The enrichment of repetitive elements in cancer genes suggests that these elements may play important roles in cancer development, such as specific structural change functions in gene amplification, deletion, and rearrangement. Furthermore, the enrichment of repetitive elements at structural breakpoints in specific cancer types further confirms their potential role in promoting these structural changes.

Detection of Repetitive Sequence Landscape in cfDNA

The study demonstrated that even in low-coverage whole genome sequencing, changes in the repetitive sequence landscape can be reliably detected in cfDNA. Analysis revealed that in different cancer types, many repetitive elements in cfDNA show specific changes consistent with tumor tissue. Additionally, changes in the epigenetic state (such as histone marks) also affected the representation of these elements in cfDNA.

Performance Evaluation of the Machine Learning Model

With the Artemis score of the machine learning model, it is possible to effectively distinguish between cancerous and normal states when analyzing the cfDNA of cancer patients. Furthermore, the model’s score significantly correlates with overall survival and progression-free survival in patients, particularly in late-stage cancer patients, where a high Artemis score is associated with a poor prognosis.

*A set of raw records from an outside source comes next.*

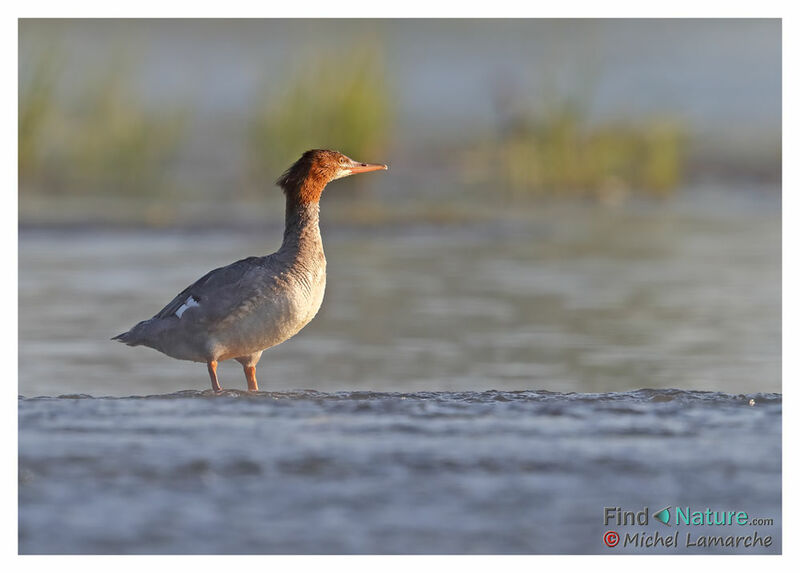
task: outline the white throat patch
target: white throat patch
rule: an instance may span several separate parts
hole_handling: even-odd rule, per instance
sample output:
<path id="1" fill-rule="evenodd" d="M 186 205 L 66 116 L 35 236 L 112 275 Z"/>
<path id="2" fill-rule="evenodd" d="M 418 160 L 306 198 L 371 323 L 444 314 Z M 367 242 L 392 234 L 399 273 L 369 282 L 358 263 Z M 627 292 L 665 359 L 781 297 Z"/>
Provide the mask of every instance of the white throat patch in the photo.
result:
<path id="1" fill-rule="evenodd" d="M 347 177 L 348 175 L 352 175 L 349 169 L 339 169 L 336 171 L 336 175 L 333 176 L 331 181 L 336 181 L 337 179 L 341 179 L 342 177 Z"/>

Clinical Application Potential

The study suggests that by integrating the Artemis score with other cfDNA fragmentation features, a combined model can achieve early detection, monitoring, and inference of the tissue of origin for cancer patients. Particularly for detecting lung cancer and liver cancer, this combined model shows high accuracy and reliability, promising new tools for early cancer screening and personalized treatment in future clinical applications.

Conclusion

By developing the Artemis method, this study provides a new whole genome analysis method based on repetitive elements, capable of detecting and characterizing widespread changes in cancer. These results not only reveal extensive changes in repetitive sequences within cancer genomes but also offer new methods for early cancer detection and disease monitoring. With further optimization and validation, this method shows potential for significant roles in early cancer diagnosis and treatment.

Significance of the Study

This study offers important insights into changes in repetitive sequences within cancer genomes, revealing their potential roles in cancer development. Simultaneously, the Artemis method proposed by the study provides new strategies for non-invasive cancer detection using cfDNA, facilitating early detection and precision treatment. Additionally, through the analysis of various cancer types, the study provides important data for further exploration of common characteristics and differences among different tumors at the genomic level.